Les grandes crues de la Garonne à Bordeaux : 250 ans d’inondations historiques qui ont façonné la ville

Crue de la Garonne sur les quais historiques de Bordeaux

À Bordeaux, on n’oublie jamais vraiment le fleuve. Les quais rénovés, les pontons en bois et les façades du XVIIIe sièclé laissent croire à une rivière domestiquée. Pourtant, depuis le XVe sièclé au moins, la Garonne rappelle régulièrement aux Bordelais qu’elle reste maîtresse des lieux. Avril 1770, juin 1875, mars 1930, décembre 1981, février 2021, février 2026 : chaque génération a sa crue, sa peur, son repère gravé sur un mur de quai. Cet article retrace les grandes inondations historiques de la Garonne à Bordeaux, explique pourquoi le fleuve déborde précisément ici, et fait le point sur les zones inondables et les plans de prévention qui protègent aujourd’hui la métropole.

Pourquoi la Garonne déborde à Bordeaux : la mécanique d’un débordement

Bordeaux n’est pas une ville fluviale comme les autres. Le fleuve y est encore soumis à la marée, jusqu’au Bec d’Ambès où la Garonne rejoint la Dordogne pour former l’estuaire de la Gironde. Cette particularité géographique transforme chaque crue en équation à plusieurs inconnues.

La première variable, c’est le bassin versant. Avec ses 56 000 km² et ses affluents pyrénéens (Ariège, Salat, Neste) et massifs centraux (Tarn, Lot, Aveyron), la Garonne collecte les eaux d’un quart sud-ouest de la France. Une fonte de neige rapide, des pluies cévenoles, un automne saturé : il suffit que ces facteurs se cumulent pour qu’une vague de crue se forme en amont et descende vers Bordeaux en deux à quatre jours.
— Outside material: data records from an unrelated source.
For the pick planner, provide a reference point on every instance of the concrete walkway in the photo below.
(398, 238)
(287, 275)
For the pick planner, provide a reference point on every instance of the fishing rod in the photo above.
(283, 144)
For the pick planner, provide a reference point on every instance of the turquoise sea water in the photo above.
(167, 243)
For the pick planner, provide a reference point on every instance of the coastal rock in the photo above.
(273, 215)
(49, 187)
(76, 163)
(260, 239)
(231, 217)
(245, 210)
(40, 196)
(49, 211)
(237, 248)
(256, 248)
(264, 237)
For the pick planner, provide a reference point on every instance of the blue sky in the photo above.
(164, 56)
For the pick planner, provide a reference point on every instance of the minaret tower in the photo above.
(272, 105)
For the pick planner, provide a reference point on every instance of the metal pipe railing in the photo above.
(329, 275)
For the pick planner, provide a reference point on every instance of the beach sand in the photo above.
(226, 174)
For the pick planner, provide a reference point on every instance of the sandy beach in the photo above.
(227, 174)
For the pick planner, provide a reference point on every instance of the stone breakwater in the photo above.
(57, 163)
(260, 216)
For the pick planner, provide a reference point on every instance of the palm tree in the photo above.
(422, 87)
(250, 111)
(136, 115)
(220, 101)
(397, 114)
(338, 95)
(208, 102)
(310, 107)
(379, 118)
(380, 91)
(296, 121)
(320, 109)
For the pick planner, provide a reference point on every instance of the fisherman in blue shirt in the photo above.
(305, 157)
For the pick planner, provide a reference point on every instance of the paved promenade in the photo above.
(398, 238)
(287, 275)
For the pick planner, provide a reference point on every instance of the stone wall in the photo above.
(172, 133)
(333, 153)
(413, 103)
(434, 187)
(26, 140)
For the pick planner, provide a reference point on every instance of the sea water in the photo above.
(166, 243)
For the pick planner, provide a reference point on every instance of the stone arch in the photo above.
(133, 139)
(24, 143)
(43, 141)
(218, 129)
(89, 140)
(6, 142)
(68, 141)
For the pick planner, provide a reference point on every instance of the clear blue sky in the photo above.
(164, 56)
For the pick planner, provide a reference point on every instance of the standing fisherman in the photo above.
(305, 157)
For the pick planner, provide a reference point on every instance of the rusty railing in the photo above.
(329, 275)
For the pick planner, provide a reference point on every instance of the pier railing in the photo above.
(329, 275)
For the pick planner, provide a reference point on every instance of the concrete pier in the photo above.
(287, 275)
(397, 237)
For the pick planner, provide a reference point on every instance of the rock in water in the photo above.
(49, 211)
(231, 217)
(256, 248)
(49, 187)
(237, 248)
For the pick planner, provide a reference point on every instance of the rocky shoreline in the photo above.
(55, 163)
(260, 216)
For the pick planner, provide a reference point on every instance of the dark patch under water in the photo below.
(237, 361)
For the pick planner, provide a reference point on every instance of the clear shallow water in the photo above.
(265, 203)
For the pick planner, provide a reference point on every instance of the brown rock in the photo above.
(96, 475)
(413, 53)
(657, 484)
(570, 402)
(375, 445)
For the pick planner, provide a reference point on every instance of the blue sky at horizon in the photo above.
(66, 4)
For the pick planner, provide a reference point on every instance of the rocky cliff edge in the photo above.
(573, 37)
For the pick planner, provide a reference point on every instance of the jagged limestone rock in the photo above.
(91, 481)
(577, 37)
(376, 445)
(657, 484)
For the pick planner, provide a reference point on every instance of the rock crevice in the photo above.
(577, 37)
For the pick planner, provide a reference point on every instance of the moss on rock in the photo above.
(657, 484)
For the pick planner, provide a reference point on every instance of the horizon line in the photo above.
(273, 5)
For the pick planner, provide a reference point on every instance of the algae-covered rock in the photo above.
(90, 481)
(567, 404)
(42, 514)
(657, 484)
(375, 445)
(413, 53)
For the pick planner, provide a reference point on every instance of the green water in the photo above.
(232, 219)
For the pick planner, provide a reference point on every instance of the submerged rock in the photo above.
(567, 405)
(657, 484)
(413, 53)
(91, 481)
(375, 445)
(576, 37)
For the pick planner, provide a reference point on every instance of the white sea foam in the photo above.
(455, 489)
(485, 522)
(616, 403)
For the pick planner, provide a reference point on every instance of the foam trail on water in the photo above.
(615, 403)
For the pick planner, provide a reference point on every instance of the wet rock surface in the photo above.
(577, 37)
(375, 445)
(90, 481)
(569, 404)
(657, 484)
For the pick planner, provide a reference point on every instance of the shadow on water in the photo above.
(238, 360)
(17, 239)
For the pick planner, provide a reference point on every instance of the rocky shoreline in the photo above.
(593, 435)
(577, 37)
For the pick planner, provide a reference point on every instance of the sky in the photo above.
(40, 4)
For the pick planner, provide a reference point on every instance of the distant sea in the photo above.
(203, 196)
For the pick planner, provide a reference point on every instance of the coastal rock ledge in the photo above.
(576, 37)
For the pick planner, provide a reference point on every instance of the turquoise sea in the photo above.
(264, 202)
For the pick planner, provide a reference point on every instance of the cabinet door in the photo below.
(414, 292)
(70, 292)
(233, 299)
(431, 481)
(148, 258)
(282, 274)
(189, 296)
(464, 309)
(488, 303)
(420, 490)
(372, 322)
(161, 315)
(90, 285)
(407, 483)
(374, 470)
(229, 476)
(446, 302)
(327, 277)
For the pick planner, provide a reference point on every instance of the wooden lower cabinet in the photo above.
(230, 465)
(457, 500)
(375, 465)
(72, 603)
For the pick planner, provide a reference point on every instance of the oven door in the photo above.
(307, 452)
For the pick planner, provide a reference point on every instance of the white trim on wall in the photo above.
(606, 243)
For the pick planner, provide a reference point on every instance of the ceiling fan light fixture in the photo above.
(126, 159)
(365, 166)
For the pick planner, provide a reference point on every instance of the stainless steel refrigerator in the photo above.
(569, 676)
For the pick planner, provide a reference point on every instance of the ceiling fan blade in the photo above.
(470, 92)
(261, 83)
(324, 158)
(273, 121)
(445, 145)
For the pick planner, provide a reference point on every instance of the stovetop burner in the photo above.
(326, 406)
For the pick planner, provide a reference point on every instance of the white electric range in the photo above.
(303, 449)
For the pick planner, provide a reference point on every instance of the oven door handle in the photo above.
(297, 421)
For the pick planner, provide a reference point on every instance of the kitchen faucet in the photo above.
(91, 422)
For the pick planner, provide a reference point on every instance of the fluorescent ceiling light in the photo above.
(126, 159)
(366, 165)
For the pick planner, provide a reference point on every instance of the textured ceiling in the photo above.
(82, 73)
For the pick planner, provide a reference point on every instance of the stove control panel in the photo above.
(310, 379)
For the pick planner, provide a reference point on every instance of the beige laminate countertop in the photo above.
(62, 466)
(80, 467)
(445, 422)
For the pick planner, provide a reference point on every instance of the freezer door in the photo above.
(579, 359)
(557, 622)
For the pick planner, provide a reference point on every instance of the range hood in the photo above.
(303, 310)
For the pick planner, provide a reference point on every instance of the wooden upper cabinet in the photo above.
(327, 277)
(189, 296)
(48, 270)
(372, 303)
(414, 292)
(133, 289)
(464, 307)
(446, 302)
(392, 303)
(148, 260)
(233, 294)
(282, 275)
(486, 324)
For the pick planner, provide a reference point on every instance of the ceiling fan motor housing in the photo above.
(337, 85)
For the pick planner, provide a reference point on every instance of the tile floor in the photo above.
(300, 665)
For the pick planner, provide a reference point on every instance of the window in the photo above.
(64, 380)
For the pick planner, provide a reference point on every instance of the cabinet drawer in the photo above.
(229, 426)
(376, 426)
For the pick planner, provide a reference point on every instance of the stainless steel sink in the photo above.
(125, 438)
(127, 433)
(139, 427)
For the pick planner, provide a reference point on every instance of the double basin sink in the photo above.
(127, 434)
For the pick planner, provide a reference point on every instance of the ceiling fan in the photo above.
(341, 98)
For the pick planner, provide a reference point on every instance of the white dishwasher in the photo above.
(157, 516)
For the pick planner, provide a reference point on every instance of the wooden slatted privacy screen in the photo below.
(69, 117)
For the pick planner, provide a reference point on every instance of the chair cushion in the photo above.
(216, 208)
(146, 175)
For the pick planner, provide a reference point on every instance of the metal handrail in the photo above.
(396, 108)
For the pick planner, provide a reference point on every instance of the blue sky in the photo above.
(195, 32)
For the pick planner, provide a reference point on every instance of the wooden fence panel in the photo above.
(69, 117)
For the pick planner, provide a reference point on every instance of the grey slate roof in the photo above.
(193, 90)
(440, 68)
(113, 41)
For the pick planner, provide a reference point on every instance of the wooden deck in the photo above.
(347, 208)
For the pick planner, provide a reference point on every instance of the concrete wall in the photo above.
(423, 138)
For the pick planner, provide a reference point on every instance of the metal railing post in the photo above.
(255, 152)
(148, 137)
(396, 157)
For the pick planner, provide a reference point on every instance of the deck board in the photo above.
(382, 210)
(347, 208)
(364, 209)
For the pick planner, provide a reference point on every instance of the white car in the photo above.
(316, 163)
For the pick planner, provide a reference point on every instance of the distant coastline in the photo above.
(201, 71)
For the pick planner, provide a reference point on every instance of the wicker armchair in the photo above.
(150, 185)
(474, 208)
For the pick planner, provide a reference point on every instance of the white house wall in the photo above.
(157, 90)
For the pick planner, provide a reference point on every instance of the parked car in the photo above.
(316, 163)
La deuxième variable, c’est la Dordogne. Au Bec d’Ambès, les deux fleuves arrivent souvent en crue simultanément, parce qu’ils partagent une partie du même couloir de précipitations. Quand les deux pics se synchronisent, la masse d’eau qui pousse vers l’estuaire devient considérable.

La troisième variable, et probablement la plus redoutée, c’est la marée. Quand un coefficient élevé (supérieur à 95) coïncide avec une crue fluviale, l’estuaire joue son rôle de bouchon. Les eaux refluent plus lentement, les niveaux se maintiennent dangereusement hauts plus longtemps que prévu. C’est exactement cette combinaison qui a transformé la simple tempête de décembre 1981 en submersion exceptionnelle. Ajoutez à cela un vent d’ouest qui pousse les eaux atlantiques vers l’intérieur (surcote marémotrice) et vous obtenez le scénario du pire.

Quatrième facteur, plus contemporain : l’imperméabilisation des sols. La métropole bordelaise s’est densifiée, les eaux pluviales ruissellent plus vite, et le ruissellement urbain s’ajoute désormais au débordement du fleuve.

Avril 1770, la « Grande Souberne » qui inaugure la mémoire des crues

C’est avec la crue d’avril 1770 que commence vraiment la mémoire écrite des inondations bordelaises. On l’a baptisée « la Grande Souberne », un mot occitan qui désigne précisément ces eaux qui sortent du lit du fleuve. Elle est causée par une fonte rapide des neiges pyrénéennes au début du printemps, conjuguée à des pluies abondantes sur le piémont.

À Bordeaux même, les dégâts restent paradoxalement limités. La ville profite de son éloignement relatif des Pyrénées : la vague de crue a déjà perdu une partie de son énergie en traversant la plaine. En revanche, la Garonne ravage Toulouse, Agen, Lamagistère, et toute la haute vallée. La Dordogne et l’Isle débordent simultanément, noyant des personnes et du bétail, démolissant des maisons et ruinant des terres.

Pour les historiens du climat, 1770 reste une crue millénaire : on estime qu’un événement de cette ampleur ne survient qu’une à deux fois par millénaire. Les ingénieurs hydrauliciens contemporains l’utilisent encore comme borne haute pour calibrer les modèles de risque. Si elle se reproduisait aujourd’hui, malgré tous les ouvrages de protection, elle dépasserait probablement les capacités d’évacuation de la Garonne aval.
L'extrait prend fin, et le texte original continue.